Filez-leur le bébé !

« C’est le sentiment, presque l’intuition, de vivre à fond, pleinement, concentré sur soi-même, chaque instant qui se présente. Les hommes d’action se nourrissent de cette sensation qui leur procure ivresse et volupté. Sans doute les hommes de méditation éprouvent-ils la meme délectation à sentir dans toute son intensité passer le temps. »

En lisant ces mots de Jean-René van der Plaetsen dans « Trois jours et trois nuits » (éditions Fayard), je me disais que Jean-René – qu’il me pardonne – n’avait pas beaucoup dû s’occuper de ses enfants, petits.

Il aurait su, sinon, qu’entre les hommes d’action et les hommes de méditation existait une troisième catégorie : celle des mères de tout petits enfants.

Il aurait su, sinon, que des femmes vivaient à de nombreuses reprises et depuis la nuit des temps cette expérience vibrante de l’instant présent, du sourire qui se dessine quelques secondes, du sommeil qui s’installe enfin.

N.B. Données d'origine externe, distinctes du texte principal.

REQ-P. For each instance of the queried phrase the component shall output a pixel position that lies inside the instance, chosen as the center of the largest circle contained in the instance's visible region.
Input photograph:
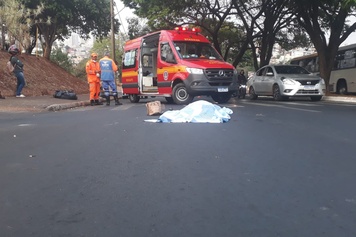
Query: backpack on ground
(63, 94)
(10, 67)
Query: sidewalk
(41, 103)
(49, 103)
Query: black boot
(117, 102)
(98, 102)
(108, 100)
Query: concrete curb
(339, 99)
(58, 107)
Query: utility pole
(112, 30)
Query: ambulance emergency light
(187, 29)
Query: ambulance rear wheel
(134, 98)
(221, 97)
(180, 94)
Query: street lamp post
(112, 30)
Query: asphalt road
(275, 169)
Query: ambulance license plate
(223, 89)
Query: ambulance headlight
(194, 70)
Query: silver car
(284, 81)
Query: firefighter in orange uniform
(93, 71)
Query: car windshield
(194, 50)
(287, 69)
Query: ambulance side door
(165, 68)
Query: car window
(269, 71)
(260, 72)
(290, 69)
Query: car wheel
(180, 94)
(221, 98)
(253, 94)
(277, 93)
(315, 98)
(134, 98)
(342, 88)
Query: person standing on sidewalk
(18, 70)
(108, 69)
(92, 69)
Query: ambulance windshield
(196, 50)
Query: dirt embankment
(42, 76)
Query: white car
(284, 81)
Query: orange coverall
(92, 68)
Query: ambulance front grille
(214, 74)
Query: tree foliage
(66, 16)
(325, 21)
(18, 21)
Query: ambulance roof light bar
(187, 29)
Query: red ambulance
(178, 65)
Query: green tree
(18, 21)
(326, 22)
(136, 28)
(66, 16)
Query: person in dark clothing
(241, 78)
(18, 70)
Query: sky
(122, 13)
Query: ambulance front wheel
(134, 98)
(180, 94)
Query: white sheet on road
(200, 111)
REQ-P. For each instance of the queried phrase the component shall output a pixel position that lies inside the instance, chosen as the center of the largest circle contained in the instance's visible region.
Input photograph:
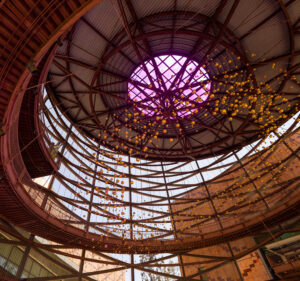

Que ces femmes se passent de descentes en rappel pour sentir leur corps traversé par une vague puissante d’hormones, qu’elles n’ont nul besoin d’offices monastiques pour rythmer leurs jours et leurs nuits, qu’elles n’ont pas à chercher bien loin la transcendance quand leur corps tout entier est donné.

Loin de moi l’idée de vouloir idéaliser ces premières semaines de la vie d’une mère, épuisantes par tant d’aspects. Mais je m’amuse toujours de voir certains hommes chercher bien loin ce qui paraît être la plus banale des expériences, une des plus grandes pourtant.

L’émotion des quatorze auteurs de ce livre, au terme de leur court séjour à l’abbaye de Lagrasse, est bouleversante de sincérité. L’honnêteté de leur quête existentielle est une leçon de courage. Mais l’étonnement de ces quatorze écrivains, tous des hommes, face à l’humilité d’une vie aussi exigeante, décentrée et rythmée que celle des chanoines…me fait dire que, si j’étais leur femme, je leur filerais le bébé !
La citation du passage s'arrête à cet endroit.